C’est donc ce même Didier qui se retrouva aux manettes de la conception des affiches géantes qui décoraient avec énergie et puissance l’auditorium du palais des sports en ce jour, 15 janvier 2006, jour « J », « D-Day » comme le disent les anglais. Quand de Cadjehoun, Yayi m’envoya faire un tour pour prendre le pouls de la situation, je trouvai avec émerveillement un hall déjà plein à craquer à 11 heures, pour une cérémonie de déclaration prévue pour 16 heures. J’y retrouvai Hubert Balley dégoulinant de sueur. C’est à lui que Didier qui ne se voit jamais dans les seconds rôles, confia la tâche de l’affichage. Et on pouvait dire que ce créneau allait mieux à Hubert Ballet qui, revenu échaudé du Gabon, s’essaya à plusieurs activités dont la location de véhicules, mais un succès éclatant. C’était un homme chaleureux, cet Hubert dont la compagnie m’était plutôt agréable. Le ball du palais des sports était plein à craquer et pour gérer le flux continu des militants qui venaient à pieds des quartiers les plus lointains de Cotonou et environ, il fallut bientôt faire installer des bâches avec écrans téléviseurs dehors sur l’esplanade jouxtant le hall. Les choses s’annonçaient très bien au stade, mais se compliquaient à Cadjehoun. Un candidat annoncé pour les présidentielles de 2006 et dont Yayi avait personnellement négocié le retrait de la candidature, se rebiffait. Edgar Alia qui était pourtant prévu parmi les orateurs de ce soir, menaçait à nouveau de se porter candidat si certaines nouvelles exigences qu’il venait de faire parvenir à Yayi n’était pas prises en compte.

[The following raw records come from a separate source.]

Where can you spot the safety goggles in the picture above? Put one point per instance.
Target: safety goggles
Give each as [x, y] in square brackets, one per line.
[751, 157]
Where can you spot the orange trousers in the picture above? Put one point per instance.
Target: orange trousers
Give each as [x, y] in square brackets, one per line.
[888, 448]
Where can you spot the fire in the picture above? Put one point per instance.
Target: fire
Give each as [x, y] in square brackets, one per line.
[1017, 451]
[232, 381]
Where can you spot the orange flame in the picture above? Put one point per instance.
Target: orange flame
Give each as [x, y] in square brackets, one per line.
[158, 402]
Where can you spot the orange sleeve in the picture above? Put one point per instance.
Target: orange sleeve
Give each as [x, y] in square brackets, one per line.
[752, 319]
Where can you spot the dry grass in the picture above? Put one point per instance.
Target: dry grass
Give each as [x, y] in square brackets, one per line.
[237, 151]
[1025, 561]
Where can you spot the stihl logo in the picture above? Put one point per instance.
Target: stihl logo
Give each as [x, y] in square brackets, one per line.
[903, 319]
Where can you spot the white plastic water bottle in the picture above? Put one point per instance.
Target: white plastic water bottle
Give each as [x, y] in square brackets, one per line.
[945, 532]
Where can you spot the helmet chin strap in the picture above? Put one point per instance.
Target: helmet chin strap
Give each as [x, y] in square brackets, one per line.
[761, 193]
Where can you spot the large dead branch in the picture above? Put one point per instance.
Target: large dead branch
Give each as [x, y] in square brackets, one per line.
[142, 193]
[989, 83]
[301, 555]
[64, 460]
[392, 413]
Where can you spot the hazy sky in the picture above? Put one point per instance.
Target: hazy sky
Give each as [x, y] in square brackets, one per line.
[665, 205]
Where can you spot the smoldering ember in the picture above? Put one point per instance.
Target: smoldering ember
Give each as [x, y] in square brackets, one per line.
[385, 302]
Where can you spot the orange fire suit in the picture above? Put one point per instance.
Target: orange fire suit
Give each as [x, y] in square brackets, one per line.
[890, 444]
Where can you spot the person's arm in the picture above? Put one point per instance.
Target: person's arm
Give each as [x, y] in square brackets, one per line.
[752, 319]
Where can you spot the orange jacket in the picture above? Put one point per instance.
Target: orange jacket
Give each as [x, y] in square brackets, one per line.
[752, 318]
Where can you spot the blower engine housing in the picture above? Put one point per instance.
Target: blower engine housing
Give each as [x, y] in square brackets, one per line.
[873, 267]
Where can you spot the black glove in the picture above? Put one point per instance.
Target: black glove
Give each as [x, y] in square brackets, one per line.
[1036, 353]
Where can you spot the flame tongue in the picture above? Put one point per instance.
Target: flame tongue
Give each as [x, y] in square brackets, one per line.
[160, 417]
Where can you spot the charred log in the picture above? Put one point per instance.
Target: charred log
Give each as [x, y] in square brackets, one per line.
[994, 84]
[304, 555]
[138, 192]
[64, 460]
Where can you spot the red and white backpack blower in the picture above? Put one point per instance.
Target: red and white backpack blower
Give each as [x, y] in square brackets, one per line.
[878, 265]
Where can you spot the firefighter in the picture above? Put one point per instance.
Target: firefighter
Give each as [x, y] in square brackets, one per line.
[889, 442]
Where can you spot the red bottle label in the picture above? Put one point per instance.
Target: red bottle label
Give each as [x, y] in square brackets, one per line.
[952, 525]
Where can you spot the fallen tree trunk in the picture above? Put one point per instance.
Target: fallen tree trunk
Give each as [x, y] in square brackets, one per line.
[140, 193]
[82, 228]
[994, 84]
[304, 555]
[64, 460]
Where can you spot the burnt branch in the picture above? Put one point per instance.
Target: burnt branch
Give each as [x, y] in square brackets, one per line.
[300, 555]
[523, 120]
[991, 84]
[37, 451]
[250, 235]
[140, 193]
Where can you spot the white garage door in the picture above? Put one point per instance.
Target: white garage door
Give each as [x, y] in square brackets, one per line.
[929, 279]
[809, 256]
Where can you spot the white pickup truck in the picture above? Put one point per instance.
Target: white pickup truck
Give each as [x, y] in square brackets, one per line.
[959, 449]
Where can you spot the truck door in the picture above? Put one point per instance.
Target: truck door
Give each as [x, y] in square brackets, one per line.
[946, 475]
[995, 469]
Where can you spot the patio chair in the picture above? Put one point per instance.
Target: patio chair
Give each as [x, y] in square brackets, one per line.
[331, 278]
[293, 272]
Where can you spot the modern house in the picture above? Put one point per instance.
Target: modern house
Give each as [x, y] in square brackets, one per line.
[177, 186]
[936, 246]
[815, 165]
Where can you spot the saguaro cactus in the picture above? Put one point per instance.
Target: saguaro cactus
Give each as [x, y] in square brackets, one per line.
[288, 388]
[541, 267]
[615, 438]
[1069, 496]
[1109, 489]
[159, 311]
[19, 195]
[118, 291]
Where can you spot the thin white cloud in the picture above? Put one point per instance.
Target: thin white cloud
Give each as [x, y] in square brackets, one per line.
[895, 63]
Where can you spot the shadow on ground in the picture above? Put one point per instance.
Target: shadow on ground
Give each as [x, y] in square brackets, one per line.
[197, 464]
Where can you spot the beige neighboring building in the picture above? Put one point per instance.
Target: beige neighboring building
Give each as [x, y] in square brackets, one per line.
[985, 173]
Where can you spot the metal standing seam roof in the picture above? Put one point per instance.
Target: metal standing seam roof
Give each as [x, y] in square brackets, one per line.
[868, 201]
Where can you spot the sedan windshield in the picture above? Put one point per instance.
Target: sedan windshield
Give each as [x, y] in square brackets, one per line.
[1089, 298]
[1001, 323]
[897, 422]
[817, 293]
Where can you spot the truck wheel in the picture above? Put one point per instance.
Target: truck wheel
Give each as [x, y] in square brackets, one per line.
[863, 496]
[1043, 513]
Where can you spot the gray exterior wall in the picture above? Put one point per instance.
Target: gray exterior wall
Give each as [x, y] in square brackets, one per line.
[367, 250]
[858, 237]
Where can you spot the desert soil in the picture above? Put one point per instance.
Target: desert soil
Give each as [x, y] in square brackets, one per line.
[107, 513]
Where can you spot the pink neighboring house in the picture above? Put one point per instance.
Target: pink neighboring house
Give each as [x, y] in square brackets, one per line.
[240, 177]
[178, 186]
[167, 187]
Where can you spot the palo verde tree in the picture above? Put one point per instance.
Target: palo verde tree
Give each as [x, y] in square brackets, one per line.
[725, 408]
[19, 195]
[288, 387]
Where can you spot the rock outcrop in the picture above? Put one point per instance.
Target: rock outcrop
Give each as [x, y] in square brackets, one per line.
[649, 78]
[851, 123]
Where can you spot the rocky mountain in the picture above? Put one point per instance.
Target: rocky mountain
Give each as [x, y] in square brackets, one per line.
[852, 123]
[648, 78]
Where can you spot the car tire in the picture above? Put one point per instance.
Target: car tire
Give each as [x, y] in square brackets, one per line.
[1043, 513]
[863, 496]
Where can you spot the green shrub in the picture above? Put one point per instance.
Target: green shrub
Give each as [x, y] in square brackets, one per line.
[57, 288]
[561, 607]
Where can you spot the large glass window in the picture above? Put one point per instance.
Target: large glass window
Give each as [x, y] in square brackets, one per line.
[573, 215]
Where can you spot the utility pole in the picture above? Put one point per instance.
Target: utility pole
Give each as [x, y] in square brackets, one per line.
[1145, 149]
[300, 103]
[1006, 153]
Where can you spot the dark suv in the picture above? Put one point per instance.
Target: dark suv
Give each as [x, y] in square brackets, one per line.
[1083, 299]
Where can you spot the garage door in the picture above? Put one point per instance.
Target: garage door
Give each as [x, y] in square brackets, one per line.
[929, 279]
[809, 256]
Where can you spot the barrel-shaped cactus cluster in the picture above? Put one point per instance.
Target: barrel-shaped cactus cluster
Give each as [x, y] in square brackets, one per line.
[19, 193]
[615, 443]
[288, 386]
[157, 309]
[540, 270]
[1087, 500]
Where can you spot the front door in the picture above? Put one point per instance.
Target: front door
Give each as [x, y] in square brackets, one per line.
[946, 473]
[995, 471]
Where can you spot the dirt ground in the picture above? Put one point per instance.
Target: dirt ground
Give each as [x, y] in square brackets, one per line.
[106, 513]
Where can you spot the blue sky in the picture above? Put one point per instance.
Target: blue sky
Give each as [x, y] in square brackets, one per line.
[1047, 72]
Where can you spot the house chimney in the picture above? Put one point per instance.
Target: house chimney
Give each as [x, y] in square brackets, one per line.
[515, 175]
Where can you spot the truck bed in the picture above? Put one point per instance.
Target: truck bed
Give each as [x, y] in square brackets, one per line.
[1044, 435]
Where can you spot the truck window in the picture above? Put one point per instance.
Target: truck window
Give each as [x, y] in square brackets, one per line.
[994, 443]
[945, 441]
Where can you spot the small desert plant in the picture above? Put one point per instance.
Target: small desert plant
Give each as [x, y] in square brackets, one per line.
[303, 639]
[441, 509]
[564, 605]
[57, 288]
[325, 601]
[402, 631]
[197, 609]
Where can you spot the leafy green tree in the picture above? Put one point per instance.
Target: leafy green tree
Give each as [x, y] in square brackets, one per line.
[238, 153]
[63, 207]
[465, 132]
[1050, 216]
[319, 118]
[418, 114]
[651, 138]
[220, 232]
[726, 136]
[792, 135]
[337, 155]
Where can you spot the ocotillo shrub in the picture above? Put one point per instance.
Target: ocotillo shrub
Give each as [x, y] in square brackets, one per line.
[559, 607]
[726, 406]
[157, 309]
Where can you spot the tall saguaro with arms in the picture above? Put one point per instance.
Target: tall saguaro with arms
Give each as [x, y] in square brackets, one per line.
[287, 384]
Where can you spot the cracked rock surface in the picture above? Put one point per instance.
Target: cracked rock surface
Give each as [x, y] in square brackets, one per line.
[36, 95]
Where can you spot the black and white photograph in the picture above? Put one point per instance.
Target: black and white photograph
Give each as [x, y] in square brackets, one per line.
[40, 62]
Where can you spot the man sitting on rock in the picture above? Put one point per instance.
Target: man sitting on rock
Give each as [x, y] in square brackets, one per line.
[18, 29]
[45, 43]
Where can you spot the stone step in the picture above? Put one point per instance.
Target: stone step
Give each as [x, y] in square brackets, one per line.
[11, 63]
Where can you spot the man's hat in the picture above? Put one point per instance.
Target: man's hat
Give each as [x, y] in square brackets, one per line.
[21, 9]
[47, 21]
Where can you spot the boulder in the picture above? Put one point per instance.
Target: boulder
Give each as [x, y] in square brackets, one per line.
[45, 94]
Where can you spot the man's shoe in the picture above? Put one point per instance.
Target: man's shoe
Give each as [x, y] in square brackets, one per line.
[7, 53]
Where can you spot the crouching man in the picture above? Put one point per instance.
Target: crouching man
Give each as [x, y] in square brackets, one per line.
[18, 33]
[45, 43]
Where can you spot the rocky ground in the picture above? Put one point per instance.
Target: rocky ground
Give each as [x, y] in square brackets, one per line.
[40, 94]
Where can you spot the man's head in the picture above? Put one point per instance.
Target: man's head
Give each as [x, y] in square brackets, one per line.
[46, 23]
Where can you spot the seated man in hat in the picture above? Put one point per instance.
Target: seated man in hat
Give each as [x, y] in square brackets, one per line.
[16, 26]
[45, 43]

C’était désormais une question d’heure pour l’avoir ou le perdre. Deux à trois heures pour céder ou résister à un chantage politique odieux.

Memoire du Chaudron 36
Que tous les amis et frères qui, de bonne foi, ont pu se sentir mal à l’aise après la métaphore utilisée dans l’épisode 33 de mes chroniques et parlant des Egoun goun, reçoivent ici toutes mes excuses. L’intention n’était pas malsaine. Salut fraternel. On se tient et le récit se poursuit.
15 Janvier 2006. Le soleil, de ses rayons impitoyables, dardait la ville de Cotonou. Telles des fourmis ébouillantées dans leurs trous, hommes, femmes et jeunes déferlaient en un flot incessant sur le stade de l’amitié de Kouhounou, aujourd’hui stade Général Mathieu Kerekou. Le hall du palais des sports affichant complet depuis 11 heures, des bâches et de nouvelles chaises furent déployées dans l’urgence au dehors, sur l’esplanade. Des baffes gigantesques disposées sous les bâches, relayaient en boucle les chansons que nous avions compilées pour la campagne et dont les supports audio, tirés en plusieurs milliers d’exemplaires, devaient être mis en circulation à l’issue de la cérémonie de déclaration de candidature. Et pour maximiser l’effet et la portée de ces chansons, nous avions dressé méthodiquement une liste des tenanciers de bars et des électroniciens plus communément appelés « dépanneurs » qui seraient d’accord pour jouer à longueur de journées nos CD, contre intéressement. Et il faut dire que la moisson fut si grande que beaucoup d’entre eux, suppliaient juste pour avoir un CD.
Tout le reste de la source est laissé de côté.